The opportunity with eSuite is to demonstrate how you can do some clever things with Java and run your daily computing life. The challenge is that a Java-based user interface really isn't going to get anyone (other than maybe Scott McNealy) to stop using their existing applications just on religious grounds.

For eSuite to catch on, it has to offer compelling features when compared with the present range of desktop office suites from Microsoft, Corel and Lotus itself. Because it is written in Java, eSuite should exploit network-based applications in a new and exciting way.

For example, it should run on a wide variety of platforms and operating systems. It should use the Web in ways traditional suites can't, such as allowing users to incorporate its Java applets into their custom-built applications. But I found eSuite struck out there -- so far, it doesn't do any of those things.

I tested eSuite on a Windows 95 machine with oodles of RAM. Lotus recommends 32MB, but I wouldn't even try it with anything less than 64MB. You will also need to drop your monitor configuration to support 256 colours. It will run on Windows NT, but two versions of Windows is about as cross-platform as it gets.

I tried to create various documents in its native format and import existing files in various Microsoft and Corel Office products. I found the word processor weak: the total set of functions isn't much more than cut and paste, formatting text and printing and saving files. It is on par with an early CP/M version of WordStar I used in the 1980s.

The address book and Web browser are also quite primitive. If you have an existing address book, the only way to move it over to eSuite's address book is to save each contact as a VCard -- one by one.

So with all of these missing features, what is in those 6000 files, you ask? eSuite's Java classes and libraries. Although they are small, they multiply like rabbits. The thought of maintaining such a menagerie seems daunting.

This version is far from being finished. I would hesitate to call it a preview - it is more like an initial set of things to play with. Major pieces are missing. First, you can't import or export many file formats.

For example, the only spreadsheets you will be able to create are .wk1s, a format that was used about a decade ago in most offices. That limits the ability to do much with the product. It wouldn't make sense to stop using your current office suite and start using eSuite without having a way to carry your legacy documents forward.

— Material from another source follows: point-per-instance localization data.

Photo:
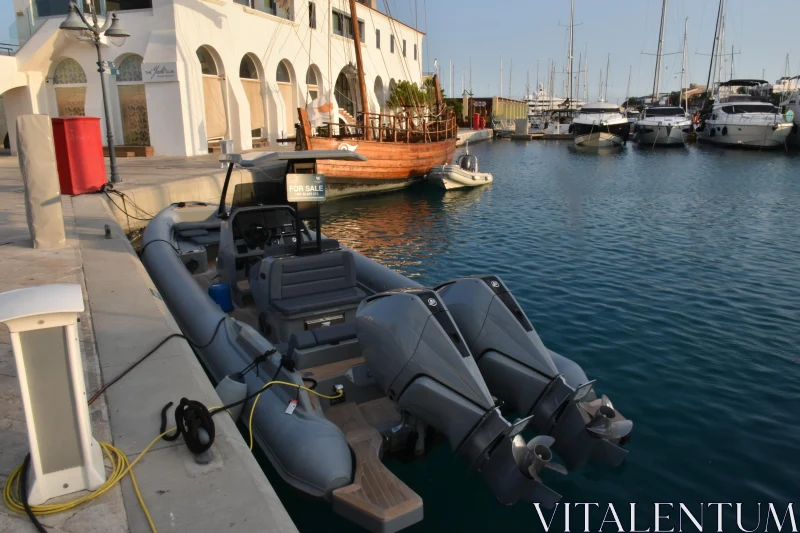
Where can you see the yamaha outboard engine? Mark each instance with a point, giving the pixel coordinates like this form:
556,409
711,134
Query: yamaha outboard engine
531,379
417,355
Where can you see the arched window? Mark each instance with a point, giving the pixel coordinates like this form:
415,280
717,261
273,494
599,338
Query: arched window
380,93
207,63
248,73
213,91
69,80
345,97
312,84
282,74
247,69
133,102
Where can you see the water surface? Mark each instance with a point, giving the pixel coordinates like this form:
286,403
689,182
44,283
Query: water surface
671,276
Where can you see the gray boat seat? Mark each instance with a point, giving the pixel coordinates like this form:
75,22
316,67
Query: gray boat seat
321,346
292,289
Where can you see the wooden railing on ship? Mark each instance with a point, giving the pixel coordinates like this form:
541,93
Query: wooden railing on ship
396,128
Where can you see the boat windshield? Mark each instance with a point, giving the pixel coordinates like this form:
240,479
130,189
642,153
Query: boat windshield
748,108
665,112
598,110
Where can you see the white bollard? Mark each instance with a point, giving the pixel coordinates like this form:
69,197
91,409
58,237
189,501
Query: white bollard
43,322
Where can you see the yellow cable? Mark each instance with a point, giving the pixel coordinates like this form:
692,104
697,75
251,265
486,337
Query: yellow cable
120,467
269,384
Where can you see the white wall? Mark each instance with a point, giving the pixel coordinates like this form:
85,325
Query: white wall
172,32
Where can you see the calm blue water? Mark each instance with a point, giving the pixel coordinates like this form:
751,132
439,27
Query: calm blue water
671,276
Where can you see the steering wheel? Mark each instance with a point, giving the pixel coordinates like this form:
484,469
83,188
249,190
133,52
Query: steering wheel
255,235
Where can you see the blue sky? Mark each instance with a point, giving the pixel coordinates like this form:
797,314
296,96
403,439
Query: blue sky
528,30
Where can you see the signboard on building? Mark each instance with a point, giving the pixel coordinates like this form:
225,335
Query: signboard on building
166,71
305,187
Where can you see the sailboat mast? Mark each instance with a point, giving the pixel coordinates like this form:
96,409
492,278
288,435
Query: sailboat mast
628,90
360,67
600,89
586,75
510,70
569,59
683,66
713,52
659,53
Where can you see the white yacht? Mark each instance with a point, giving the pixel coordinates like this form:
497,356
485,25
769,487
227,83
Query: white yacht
663,125
741,120
791,112
600,125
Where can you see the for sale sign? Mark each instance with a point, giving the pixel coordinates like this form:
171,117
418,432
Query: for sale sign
305,187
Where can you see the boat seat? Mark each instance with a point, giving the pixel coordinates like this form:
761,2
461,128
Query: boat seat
292,289
305,284
320,336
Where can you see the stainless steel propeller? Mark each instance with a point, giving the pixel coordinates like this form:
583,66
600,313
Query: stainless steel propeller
535,456
605,423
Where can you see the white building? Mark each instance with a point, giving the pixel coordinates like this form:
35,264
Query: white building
196,71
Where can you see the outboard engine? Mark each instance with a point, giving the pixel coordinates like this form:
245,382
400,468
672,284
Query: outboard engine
417,355
531,379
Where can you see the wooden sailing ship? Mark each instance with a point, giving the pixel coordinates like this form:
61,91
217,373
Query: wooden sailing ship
400,148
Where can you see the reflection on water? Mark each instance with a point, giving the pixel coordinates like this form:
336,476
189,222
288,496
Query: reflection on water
403,229
671,276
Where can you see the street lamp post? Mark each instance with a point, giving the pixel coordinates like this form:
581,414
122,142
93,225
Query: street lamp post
76,22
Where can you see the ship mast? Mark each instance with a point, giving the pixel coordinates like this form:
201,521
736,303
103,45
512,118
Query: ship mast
714,48
683,67
362,86
569,59
657,79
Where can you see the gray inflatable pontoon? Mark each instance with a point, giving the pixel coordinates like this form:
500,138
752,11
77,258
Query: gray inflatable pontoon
407,359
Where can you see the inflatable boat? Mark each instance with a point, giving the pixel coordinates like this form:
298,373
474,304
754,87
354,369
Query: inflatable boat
393,360
464,174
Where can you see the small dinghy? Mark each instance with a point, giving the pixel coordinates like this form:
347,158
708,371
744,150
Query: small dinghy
342,360
464,174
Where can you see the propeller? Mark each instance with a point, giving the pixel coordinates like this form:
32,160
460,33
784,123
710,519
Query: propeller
534,456
605,423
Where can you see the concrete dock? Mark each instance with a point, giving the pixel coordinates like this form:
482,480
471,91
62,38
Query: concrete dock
124,319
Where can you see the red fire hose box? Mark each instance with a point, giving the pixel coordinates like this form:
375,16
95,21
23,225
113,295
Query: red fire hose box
79,154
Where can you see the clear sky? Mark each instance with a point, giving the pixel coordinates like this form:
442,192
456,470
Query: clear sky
525,31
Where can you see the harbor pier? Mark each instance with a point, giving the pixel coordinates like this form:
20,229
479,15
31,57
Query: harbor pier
123,320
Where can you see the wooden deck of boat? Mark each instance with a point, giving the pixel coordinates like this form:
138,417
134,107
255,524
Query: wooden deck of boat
377,500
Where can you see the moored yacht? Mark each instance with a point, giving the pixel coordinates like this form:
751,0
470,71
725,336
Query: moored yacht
663,125
600,125
791,111
741,120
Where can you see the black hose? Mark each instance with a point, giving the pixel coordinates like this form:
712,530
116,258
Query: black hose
190,417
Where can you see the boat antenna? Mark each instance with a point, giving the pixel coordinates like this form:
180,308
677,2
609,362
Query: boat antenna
713,52
360,66
628,90
659,52
571,34
683,67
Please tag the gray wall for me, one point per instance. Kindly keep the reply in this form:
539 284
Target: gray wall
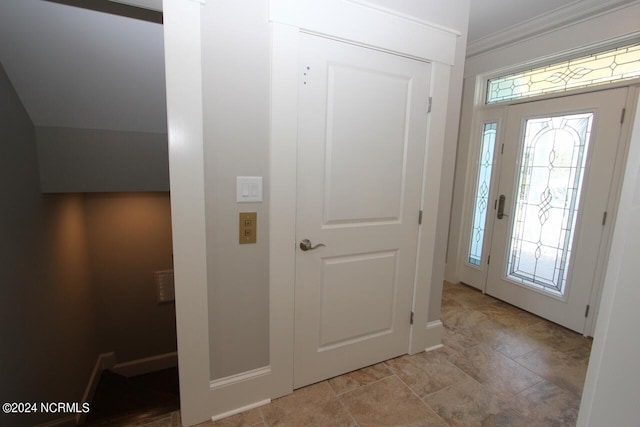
93 160
47 322
236 79
129 238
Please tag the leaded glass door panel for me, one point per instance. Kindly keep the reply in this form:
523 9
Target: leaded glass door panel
555 179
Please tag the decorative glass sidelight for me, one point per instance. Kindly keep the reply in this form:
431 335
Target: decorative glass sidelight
481 200
552 167
610 66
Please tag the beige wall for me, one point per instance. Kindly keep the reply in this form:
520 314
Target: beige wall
76 275
47 323
129 238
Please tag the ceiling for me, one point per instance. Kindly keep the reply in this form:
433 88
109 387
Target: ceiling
80 68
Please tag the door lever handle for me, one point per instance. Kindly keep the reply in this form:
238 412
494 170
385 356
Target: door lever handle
306 245
501 213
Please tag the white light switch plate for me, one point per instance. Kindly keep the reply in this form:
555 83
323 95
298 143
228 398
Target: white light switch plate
249 189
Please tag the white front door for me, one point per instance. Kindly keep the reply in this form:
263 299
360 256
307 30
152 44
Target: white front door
554 188
362 135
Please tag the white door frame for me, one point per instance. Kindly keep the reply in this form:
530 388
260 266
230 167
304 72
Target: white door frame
498 112
200 398
435 45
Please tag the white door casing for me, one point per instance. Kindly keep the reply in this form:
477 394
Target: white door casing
589 240
360 23
362 127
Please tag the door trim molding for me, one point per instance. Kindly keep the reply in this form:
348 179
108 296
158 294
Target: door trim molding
287 22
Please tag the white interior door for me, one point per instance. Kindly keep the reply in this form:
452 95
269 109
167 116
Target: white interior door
555 182
362 135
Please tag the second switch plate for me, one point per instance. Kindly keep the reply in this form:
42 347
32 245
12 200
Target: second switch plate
248 189
248 227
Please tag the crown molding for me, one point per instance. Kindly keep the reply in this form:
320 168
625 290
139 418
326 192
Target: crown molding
570 14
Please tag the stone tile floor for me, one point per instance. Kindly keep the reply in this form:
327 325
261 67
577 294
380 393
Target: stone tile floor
500 366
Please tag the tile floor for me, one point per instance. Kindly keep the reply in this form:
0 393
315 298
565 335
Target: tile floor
499 366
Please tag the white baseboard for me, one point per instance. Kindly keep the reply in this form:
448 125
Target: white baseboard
242 376
104 361
146 365
434 335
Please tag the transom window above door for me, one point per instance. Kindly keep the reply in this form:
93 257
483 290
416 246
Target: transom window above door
599 68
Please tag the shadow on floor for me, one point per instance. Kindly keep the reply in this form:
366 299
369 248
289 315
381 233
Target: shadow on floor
123 401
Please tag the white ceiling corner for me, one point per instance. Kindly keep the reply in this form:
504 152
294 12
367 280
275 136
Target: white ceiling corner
499 23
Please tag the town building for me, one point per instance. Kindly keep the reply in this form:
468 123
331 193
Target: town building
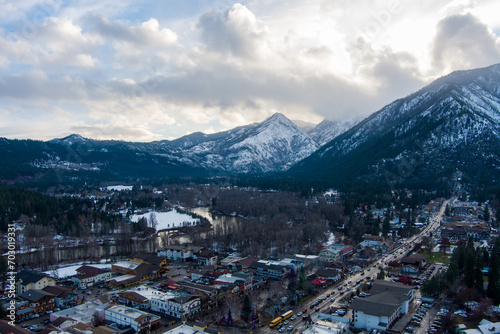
89 276
179 253
39 300
27 279
388 302
176 305
272 269
140 321
335 252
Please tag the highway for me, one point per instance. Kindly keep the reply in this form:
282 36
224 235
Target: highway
352 281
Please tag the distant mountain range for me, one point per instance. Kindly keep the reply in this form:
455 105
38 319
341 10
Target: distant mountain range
449 127
273 145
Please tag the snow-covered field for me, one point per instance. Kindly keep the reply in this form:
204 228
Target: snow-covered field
119 188
168 220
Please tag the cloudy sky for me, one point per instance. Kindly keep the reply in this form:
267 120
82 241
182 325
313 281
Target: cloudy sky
159 69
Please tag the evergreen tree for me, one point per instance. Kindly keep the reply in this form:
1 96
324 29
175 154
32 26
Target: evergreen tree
3 269
3 312
381 274
486 215
478 274
302 278
386 226
376 227
493 290
246 310
470 264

Second, you can't yet run the software over a network. It doesn't recognise existing networked drive assignments and your file system beyond its own directory. This is a real lost opportunity to show how network-savvy Java can be.

Third, the way eSuite is started will get some grins, given you load the Java virtual machine and environment from a DOS command line. That is a small nit to pick, but a very lame one.

Of course, these problems will be fixed, and missing items will eventually be added -- maybe in time to call it Version 1.0 later next quarter. But for now, eSuite left a sour taste on my hard disk. I'll hold off a while before taking another nibble.